Training-Free · Intra-Utterance Control · Zero-Shot TTS

TED-TTS: Training-Free Intra-Utterance Emotion and Duration Control for Text-to-Speech Synthesis

Abstract

While controllable Text-to-Speech (TTS) has achieved notable progress, most existing methods remain limited to inter-utterance-level control, making fine-grained intra-utterance expression challenging due to their reliance on non-public datasets or complex multi-stage training. In this paper, we propose TED-TTS, a training-free controllable framework for pretrained zero-shot TTS to enable intra-utterance emotion and duration expression. Specifically, we propose a segment-aware emotion conditioning strategy that combines causal masking with monotonic stream alignment filtering to isolate emotion conditioning and schedule mask transitions, enabling smooth intra-utterance emotion shifts while preserving global semantic coherence. Based on this, we further propose a segment-aware duration steering strategy to combine local duration embedding steering with global EOS logit modulation, allowing local duration adjustment while ensuring globally consistent termination. To eliminate the need for segment-level manual prompt engineering, we construct a 30,000-sample multi-emotion and duration-annotated text dataset to enable LLM-based automatic prompt construction. Extensive experiments demonstrate that our training-free method not only achieves state-of-the-art intra-utterance consistency in multi-emotion and duration control, but also maintains baseline-level speech quality of the underlying TTS model.

Framework Overview

Task Definition (Left) and Technical Architecture Overview (Right)
Task Definition
Overview of our training-free framework for intra-utterance emotion and duration control, where the green, red, and blue regions denote three segments with different emotion and duration settings within the same utterance.
Detailed illustration of Monotonic Stream Alignment
Overview of our training-free framework for fine-grained intra-utterance emotion and duration control, illustrating the transition from the second (red) segment to the third (blue) segment via segment-aware duration steering (left) and segment-aware emotion conditioning (right) strategy.

Audio Examples

1. Intra-Utterance Emotion Control

(a) Speech-Referenced Emotion Prompt

💡 The above audio samples present comparative results for intra-utterance multi-emotion control using speech-referenced emotion prompts. Since comparative methods lack intra-utterance controllability, all segments are synthesized independently and concatenated for evaluation. Our method demonstrates smooth and coherent emotion transitions within a single utterance, along with consistent speaker similarity across segments, where subtle breath sounds at segment boundaries can also be perceived. Although baseline methods show strong emotion preservation at the segment level, this advantage largely stems from their independent segment synthesis setting. In contrast, our method performs multi-segment emotion control within a single generation, which makes emotion category preservation more challenging but better reflects realistic controllable speech synthesis scenarios.

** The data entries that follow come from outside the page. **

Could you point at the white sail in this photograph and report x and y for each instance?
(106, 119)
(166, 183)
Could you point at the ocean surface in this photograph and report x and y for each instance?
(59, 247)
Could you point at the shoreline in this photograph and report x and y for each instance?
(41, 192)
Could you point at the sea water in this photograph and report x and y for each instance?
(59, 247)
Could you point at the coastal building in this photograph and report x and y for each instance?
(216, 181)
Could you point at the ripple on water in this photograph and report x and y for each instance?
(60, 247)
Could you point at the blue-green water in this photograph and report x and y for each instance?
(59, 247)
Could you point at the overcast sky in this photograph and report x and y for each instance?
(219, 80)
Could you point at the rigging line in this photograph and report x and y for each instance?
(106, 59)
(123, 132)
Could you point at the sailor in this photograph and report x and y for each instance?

(b) Text-Referenced Emotion Prompt

💡 The above audio samples present comparative results for intra-utterance multi-emotion control using text-referenced emotion prompts. Compared with speech-based emotion prompting, extracting emotion cues from natural language descriptions is considerably more challenging. Despite this increased difficulty, our method still demonstrates smooth intra-utterance emotion transitions, consistent speaker timbre across segments, and strong multi-emotion controllability within a single utterance.

2. Intra-Utterance Duration Control

💡 The above audio samples present comparative results for intra-utterance duration control using speech-referenced emotion prompts. For duration control experiments, the emotion category is fixed to neutral, and segment-level speech synthesis is evaluated under four duration scaling factors (×0.75, ×0.875, ×1.125, and ×1.25). The results show that, after extending controllability to duration, our method consistently preserves smooth intra-utterance transitions and coherent speaker timbre across segments. Moreover, our framework enables flexible duration adjustment for a target segment while keeping other segments unchanged, demonstrating strong training-free controllability within an autoregressive TTS framework.